O tempo é senhor de tudo

Bem, para começar, deixamos claro que nesse texto não iremos abordar o aspecto prático muito menos científico da viagem no tempo. Existem conceitos físicos e matemáticos muito complexos por trás da ideia portanto, vamos apenas explicar e discutir mais sobre o desenvolvimento desses conceitos da forma que são abordados no mundo da ficção científica. E, quando se fala em ficção, a primeira referência à viagem no tempo vem de um dos mais ilustres escritores desse gênero literário que floresceu no século XX: H. G. Wells. Na sua obra clássica, “A máquina do tempo” um cientista constrói uma máquina fantástica que lhe permite voltar ao passado e ir para o futuro. O livro rendeu grandes ideias para as futuras gerações, além de duas adaptações para o cinema muito interessantes. Daí em diante, o conceito foi utilizado e explorado ao máximo por diversos ramos da cultura, passando da literatura às telas de cinema em “De volta para o futuro” e até figurando em séries como Doctor Who, Lost e Heroes.

Apenas se concentrando, o nerd Hiro Nakamura é capaz de manipular o tempo e espaço e, até se teletransportar para o meio de Nova York
Mas afinal de contas, por que esse tema fascina tanto as mentes inquietas?
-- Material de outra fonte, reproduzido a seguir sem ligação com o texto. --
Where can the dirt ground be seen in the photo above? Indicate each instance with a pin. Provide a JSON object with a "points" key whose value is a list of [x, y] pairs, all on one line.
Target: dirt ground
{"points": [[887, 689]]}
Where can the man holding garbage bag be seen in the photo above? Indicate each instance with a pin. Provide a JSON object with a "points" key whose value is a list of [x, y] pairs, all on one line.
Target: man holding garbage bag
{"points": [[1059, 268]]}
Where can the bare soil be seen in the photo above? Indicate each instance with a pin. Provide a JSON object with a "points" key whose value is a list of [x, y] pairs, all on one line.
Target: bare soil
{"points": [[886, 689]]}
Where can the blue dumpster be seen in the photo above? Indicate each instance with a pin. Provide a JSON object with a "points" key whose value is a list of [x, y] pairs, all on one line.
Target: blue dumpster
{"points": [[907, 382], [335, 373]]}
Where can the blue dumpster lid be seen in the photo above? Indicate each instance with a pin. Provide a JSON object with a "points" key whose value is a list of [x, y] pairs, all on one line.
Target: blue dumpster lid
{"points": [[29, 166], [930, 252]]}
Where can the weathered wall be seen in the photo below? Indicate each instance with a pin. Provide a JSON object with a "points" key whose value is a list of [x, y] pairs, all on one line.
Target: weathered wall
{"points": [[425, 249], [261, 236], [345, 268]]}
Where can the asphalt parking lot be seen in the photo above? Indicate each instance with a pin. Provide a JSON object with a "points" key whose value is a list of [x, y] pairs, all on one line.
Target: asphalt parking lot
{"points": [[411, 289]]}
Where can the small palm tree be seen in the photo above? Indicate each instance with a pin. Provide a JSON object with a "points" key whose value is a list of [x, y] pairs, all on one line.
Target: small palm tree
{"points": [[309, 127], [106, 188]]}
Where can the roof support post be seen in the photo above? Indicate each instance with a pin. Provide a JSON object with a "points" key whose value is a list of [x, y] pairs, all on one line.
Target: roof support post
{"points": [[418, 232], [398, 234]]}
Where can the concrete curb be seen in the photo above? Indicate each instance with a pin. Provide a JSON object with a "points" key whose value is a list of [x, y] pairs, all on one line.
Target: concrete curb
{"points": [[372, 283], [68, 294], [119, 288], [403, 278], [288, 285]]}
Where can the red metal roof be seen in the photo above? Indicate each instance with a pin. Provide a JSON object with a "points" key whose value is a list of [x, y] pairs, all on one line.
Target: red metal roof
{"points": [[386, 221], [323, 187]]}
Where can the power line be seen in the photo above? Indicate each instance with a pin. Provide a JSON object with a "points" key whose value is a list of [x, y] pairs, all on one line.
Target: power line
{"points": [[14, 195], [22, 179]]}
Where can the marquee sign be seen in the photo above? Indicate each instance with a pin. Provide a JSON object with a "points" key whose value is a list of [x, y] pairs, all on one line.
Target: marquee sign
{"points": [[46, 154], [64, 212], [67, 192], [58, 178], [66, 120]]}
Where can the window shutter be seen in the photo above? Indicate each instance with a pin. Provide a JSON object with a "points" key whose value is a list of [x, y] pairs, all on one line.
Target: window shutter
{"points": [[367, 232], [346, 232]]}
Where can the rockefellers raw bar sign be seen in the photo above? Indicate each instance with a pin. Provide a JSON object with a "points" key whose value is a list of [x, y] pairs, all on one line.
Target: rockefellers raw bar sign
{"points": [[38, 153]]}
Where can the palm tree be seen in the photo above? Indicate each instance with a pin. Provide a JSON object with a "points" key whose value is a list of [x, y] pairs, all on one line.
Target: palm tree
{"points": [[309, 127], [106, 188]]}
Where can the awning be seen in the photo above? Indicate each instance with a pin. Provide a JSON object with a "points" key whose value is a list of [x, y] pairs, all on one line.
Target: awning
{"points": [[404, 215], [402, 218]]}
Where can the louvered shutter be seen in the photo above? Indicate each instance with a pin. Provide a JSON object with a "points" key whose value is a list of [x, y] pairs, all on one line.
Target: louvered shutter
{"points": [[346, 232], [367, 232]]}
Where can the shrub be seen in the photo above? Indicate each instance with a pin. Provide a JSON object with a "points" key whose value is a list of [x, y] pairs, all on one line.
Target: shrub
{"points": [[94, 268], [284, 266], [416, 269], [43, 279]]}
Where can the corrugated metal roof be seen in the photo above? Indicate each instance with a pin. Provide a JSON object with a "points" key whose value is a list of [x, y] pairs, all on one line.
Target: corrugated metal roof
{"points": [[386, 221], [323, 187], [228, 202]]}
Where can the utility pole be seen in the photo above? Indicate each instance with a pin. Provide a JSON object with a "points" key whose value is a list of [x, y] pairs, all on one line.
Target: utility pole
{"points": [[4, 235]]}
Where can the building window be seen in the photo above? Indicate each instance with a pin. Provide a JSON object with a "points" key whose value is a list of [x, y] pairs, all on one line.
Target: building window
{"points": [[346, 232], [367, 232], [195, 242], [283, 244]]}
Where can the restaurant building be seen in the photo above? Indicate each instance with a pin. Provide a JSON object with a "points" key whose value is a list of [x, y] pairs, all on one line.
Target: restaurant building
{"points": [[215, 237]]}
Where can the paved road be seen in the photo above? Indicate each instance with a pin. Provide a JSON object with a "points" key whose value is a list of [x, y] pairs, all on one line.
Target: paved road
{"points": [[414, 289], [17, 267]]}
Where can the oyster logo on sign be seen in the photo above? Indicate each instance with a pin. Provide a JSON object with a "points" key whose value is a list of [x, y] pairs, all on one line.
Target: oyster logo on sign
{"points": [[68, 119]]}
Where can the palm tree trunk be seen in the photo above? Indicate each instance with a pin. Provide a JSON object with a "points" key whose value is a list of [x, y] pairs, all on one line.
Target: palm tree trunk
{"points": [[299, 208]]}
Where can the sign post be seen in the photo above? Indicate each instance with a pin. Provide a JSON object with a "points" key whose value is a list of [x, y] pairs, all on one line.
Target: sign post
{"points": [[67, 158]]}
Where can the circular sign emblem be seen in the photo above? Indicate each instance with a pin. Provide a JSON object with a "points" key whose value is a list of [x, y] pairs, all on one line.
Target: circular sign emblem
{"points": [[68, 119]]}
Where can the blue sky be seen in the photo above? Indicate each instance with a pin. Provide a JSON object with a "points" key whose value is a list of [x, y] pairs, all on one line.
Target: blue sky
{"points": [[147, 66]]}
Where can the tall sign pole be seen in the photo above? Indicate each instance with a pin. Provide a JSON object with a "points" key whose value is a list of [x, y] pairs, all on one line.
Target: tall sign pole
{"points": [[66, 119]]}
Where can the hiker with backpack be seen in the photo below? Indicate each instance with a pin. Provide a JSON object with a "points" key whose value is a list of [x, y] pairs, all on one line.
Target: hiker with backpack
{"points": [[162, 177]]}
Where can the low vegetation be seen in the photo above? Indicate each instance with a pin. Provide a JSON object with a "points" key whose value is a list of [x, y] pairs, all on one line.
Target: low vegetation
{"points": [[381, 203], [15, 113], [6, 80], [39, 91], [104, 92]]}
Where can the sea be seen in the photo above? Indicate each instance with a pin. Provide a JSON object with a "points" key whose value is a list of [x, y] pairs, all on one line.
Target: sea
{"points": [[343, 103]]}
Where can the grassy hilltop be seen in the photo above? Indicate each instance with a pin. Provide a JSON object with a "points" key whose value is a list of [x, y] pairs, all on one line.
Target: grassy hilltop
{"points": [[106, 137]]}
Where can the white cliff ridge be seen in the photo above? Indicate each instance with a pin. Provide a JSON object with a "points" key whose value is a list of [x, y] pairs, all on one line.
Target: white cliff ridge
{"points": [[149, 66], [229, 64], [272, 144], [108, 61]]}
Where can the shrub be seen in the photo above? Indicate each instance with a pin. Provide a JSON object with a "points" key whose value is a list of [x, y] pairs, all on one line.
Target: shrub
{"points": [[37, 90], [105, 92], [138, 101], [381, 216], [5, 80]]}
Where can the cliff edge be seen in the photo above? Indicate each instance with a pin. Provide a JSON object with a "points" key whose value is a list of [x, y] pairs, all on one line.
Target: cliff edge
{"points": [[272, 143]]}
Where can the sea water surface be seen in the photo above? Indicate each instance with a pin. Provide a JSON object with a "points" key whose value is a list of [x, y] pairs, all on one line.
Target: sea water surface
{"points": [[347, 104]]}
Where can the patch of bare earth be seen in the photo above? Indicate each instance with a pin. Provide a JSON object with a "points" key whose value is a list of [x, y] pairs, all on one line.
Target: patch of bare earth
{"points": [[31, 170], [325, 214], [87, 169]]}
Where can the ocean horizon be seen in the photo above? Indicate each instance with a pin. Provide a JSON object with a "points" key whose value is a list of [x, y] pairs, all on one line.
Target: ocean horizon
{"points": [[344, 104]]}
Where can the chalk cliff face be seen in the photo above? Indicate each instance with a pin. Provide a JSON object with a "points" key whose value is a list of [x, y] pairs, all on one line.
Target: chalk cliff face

O que tem de tão interessante em poder viajar no tempo? De certa forma, a razão pelo gosto da psique humana em imaginar tal possibilidade talvez venha de uma das consequências diretas de se ter a capacidade de viajar no tempo: a sensação de onipotência (e a consequência onisciência e onipresença). Ao controlar e manipular o tempo ao nosso favor, poderíamos ser capazes de controlar nosso próprio destino, o de outras pessoas, do mundo e, quiçá, do universo inteiro. A sensação de poder é tão grande que a ficção científica não cansa de dar exemplos para demonstrar que tal poder é demais para pobres mortais. Normalmente, uma vez que o personagem possui tal habilidade, algo terrível acontece, e ele acaba provocando mais problemas do que consertando aqueles que desejava consertar desde o começo. Exemplos de futuros apocalípticos, realidades paralelas bizarras ou paradoxos improváveis são apenas alguns dos efeitos colaterais ocasionados pela viagem no tempo praticada sem moderação.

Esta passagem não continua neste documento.